The differentiation potential of harvested DPSCs has an important role in tissue engineering. We showed that DPSCs from both third molar and first premolar teeth were positive for osteogenic differentiation and successfully differentiated into osteoblasts (11). Genetic stability is considered an important factor in cell culture in different passages and to obtain a normal cell line (17). We noticed a normal karyotyping for DPSCs from both third molar and first premolar teeth up to 7th passage. The successful clinical use of DPSCs in different trials for bone repair showed that DPSCs can be an appropriate cell source for transplantation (16) with immune-modulating properties in cell therapies (7).
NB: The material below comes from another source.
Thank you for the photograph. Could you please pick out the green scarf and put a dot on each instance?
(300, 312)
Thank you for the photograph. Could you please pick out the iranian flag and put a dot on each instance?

DPSCs are derived from various dental tissues such as human exfoliated deciduous teeth, apical papilla, periodontal ligament and dental follicle tissue (21). In our study, the harvested cells were able to expand up to passage 7 and were positive for mesenchymal cell markers and with multi-lineage differentiation properties as described before to have a MSCs phenotype and differentiation properties into chondrocytes, osteoblasts, cardiomyocytes, neuron, liver cells and β cells of islet of pancreas (21).

Conclusions

We have compared the PDT of DPSCs of third molar teeth with first premolar teeth and found that DPSCs from third molar teeth proliferated much faster. So we can conclude that if DPSCs are searched for cell therapy purposes in dental related problems, DPSCs of third molar teeth can be a good candidate and convenient source for cell transplantation, tissue engineering and regenerative medicine based on their short PDT.